Должно быть, он был выдающимся фехтовальщиком; ни один мастер меча не мог бы нанести удар так быстро. Я заметил лишь, как сверкнуло отравленное лезвие, и почувствовал жгучую боль, когда, пронзив жалкое немощное тело моей жены, оно вошло в мое тело, раскрыв снова рану, которую много лет назад нанес мне лист аверна, брошенный рукою Агилюса.

44. УТРЕННИЙ ПРИЛИВ

Вокруг разливалось лазурное мерцающее сияние. Вернулся Коготь - не Коготь, уничтоженный асцианской артиллерией, и даже не тот, что я вручил хилиарху преторианцев Тифона, а Коготь Миротворца, камень, который я обнаружил в своей ташке, когда мы с Доркас шли по темной дороге возле Стены Нессуса. Мне бы поделиться с кем-нибудь своим открытием, но на мои уста легла печать молчания, да и нужных слов я подобрать не мог. Наверно, я был слишком далеко от себя, от Северьяна из плоти и крови, рожденного Катариной в одной из камер подземелья под Башней Сообразности. Уцелевший Коготь сиял и покачивался на фоне темной пустоты.

Нет, покачивался не Коготь, а я сам, плавно и тихо, а солнце припекало мне спину.

Должно быть, солнечный свет и привел меня в себя, как в ином случае поднял бы со смертного одра. Новое Солнце должно явиться; а я - это Новое Солнце. Я запрокинул голову, открыл глаза и изрыгнул струйку кристальной жидкости, не имевшей ничего общего с водами Урса; она казалась и не водой вовсе, а лишь обогащенной атмосферой, живительной, как ветры Йесода.
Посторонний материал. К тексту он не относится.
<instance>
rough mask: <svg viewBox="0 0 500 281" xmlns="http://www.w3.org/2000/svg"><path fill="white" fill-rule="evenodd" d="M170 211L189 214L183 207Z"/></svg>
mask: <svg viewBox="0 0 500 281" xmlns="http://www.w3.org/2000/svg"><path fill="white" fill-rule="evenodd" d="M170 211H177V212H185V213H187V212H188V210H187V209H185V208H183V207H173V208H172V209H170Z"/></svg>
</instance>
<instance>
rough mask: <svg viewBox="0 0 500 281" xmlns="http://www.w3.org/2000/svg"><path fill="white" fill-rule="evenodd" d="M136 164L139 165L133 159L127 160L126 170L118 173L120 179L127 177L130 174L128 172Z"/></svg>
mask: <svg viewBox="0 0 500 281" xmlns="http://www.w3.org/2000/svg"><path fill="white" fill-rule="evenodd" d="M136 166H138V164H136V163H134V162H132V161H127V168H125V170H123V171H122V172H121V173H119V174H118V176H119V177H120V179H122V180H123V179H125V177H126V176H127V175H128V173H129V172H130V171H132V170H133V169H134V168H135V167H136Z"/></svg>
Тогда, очутившись в раю, я рассмеялся от радости, и еще не затих мой смех, как я осознал, что, в сущности, никогда не смеялся прежде, что вся радость, испытанная мною до сих пор, была лишь смутным предчувствием нынешней. Больше жизни я хотел Нового Солнца для Урса; и вот Новое Солнце Урса явилось, танцуя вокруг меня сотней тысяч искрящихся духов, проливая на каждую волну потоки чистейшего золота. Даже на Йесоде я не видал такого солнца! Великолепием своим оно затмило все звезды, уподобившись оку Предвечного, при взгляде на которое слепнет самый ревностный огнепоклонник.
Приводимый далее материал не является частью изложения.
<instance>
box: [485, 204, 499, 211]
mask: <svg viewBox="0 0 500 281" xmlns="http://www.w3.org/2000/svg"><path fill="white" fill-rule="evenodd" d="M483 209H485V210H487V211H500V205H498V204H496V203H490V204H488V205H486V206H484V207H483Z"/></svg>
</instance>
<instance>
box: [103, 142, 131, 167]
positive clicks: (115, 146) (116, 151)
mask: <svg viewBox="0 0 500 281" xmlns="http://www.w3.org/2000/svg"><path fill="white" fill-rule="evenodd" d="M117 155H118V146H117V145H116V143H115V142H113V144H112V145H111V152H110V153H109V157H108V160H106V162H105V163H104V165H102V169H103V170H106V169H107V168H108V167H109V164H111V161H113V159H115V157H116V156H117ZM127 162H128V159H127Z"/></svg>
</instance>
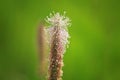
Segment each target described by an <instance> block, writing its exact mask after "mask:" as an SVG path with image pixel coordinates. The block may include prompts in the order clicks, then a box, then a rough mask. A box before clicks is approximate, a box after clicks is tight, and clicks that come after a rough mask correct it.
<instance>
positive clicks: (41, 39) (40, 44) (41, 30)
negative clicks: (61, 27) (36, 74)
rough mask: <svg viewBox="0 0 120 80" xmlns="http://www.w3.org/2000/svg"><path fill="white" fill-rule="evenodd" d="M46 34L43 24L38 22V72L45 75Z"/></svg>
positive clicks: (45, 56)
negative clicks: (38, 56)
mask: <svg viewBox="0 0 120 80" xmlns="http://www.w3.org/2000/svg"><path fill="white" fill-rule="evenodd" d="M45 36H46V34H45V26H44V25H43V24H40V26H39V29H38V44H39V45H38V46H39V58H40V62H39V63H40V66H39V67H40V68H39V73H40V75H41V76H45V75H46V73H47V71H46V68H47V65H46V64H47V60H46V37H45Z"/></svg>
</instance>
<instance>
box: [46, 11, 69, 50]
mask: <svg viewBox="0 0 120 80" xmlns="http://www.w3.org/2000/svg"><path fill="white" fill-rule="evenodd" d="M46 22H47V23H49V24H50V27H49V28H48V29H47V31H48V34H49V39H50V40H49V41H50V45H51V44H52V43H51V42H52V39H53V36H54V34H56V31H55V30H54V28H55V27H60V29H59V34H60V36H59V38H60V39H61V40H60V41H61V44H62V45H63V47H64V51H63V52H65V48H66V45H67V44H69V41H68V38H70V36H69V34H68V31H67V27H68V26H69V25H70V19H69V18H68V17H66V16H65V13H64V15H60V14H59V13H58V12H57V13H53V14H52V13H50V17H48V16H47V19H46ZM56 37H57V36H56ZM56 45H57V44H56Z"/></svg>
Оторвавшись от его великолепия, я издал клич, похожий на вопль ундины, клич торжества и отчаяния. Вокруг меня плавали останки Урса: вывернутые с корнем деревья, куски кровли, искореженные балки и раздувшиеся трупы животных и людей. Должно быть, именно это зрелище открылось матросам, сражавшимся против меня на Йесоде; и глядя теперь на мир их глазами, я больше не испытывал к ним ненависти за то, что они обратили свои истертые работой ножи против прихода Нового Солнца, но лишь заново дивился тому, что Гунни защищала меня. В который раз я задался вопросом: не она ли решила исход схватки? Окажись она на другой стороне, она сражалась бы со мной, а не с фантомами. Такова уж была ее природа; а если бы я пал, Урс погиб бы вместе со мной.